Lightning strikes across the night sky, illuminating the lush green jungle below my Banda, a small but with a thatched roof. The rumble of thunder follows a few seconds later.
By now the spring rainy season in Uganda should have blown itself out, but we’re unlucky. The blistering heat of the early-morning sun usually dries everything by the time you’ve finished your breakfast, but today is different. In a few hours’ time a small group of us is running the inaugural Gorilla Marathon and Half-Marathon. It’s scheduled to start at 7am, well before the sun has had time to dry the land. One of the things I learnt during my stay in Uganda is the nature of the red clay soil. Mix it with water, and it turns into a glutinous mud-trap.
But for now my concerns are more immediate. I took my natural remedy for stress which I found when reading 5 htp reviews. The rainstorm has passed but it’s taken the electricity supply with it. Which is a nightmare if you haven’t arranged your running kit the night before the race. I’m amazed how dark darkness can be as I fumble around the hut, desperately trying to remember where I put my shorts, safety pins and sunscreen.
As it happens I could have waited for the sun to come up because the gorillas – of which half of the surviving world population of 690 live within the Bwindi Impenetrable National Park in south-west Uganda – it’s based in and around the town of Jinja in the east of the country. Jinja has a growing reputation as the adventure sports capital of East Africa, but is perhaps better known as the town at the source of the Nile. The race finally starts slowly with an uphill kilometre on a road running away from the cafés and stalls that have sprung up at the water’s edge. That initial climb turns out to be the biggest on an undulating course, and while it’s only a short, steep rise, the altitude makes it tougher.
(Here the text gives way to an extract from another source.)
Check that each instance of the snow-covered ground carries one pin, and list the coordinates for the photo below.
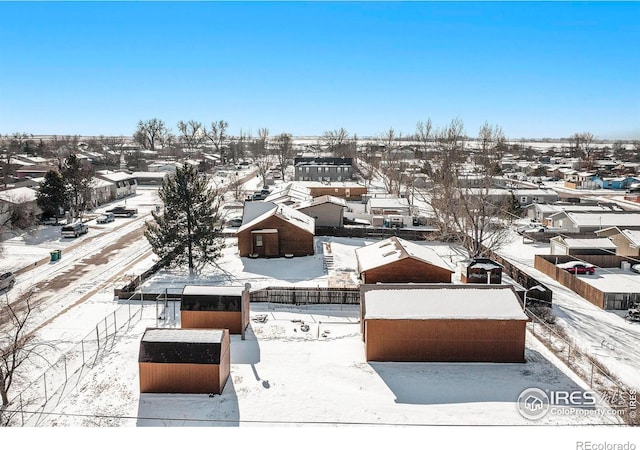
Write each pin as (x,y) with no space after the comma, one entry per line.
(286,378)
The source of the Nile sits i,rom above sea level: not the kind of height that would attract those in search of altitude training but high enough to put a strain on an ageing set of lungs.
Crowds are sparse in the first few kilometres but start to appear as we move away from Jinja. Although the town is only a couple of hours away from the international hotels and modern shops of Kampala or the beautifully manicured colonial lawns of Entebbe, the villages we run past are a world apart. This is the rural Africa of cliché: mud huts, where men and women spend their days working the fields; where goats, pigs and chickens roam freely; and smiling children wave and shout “Muzungu!” (white person) at any pale-faced foreigners passing by.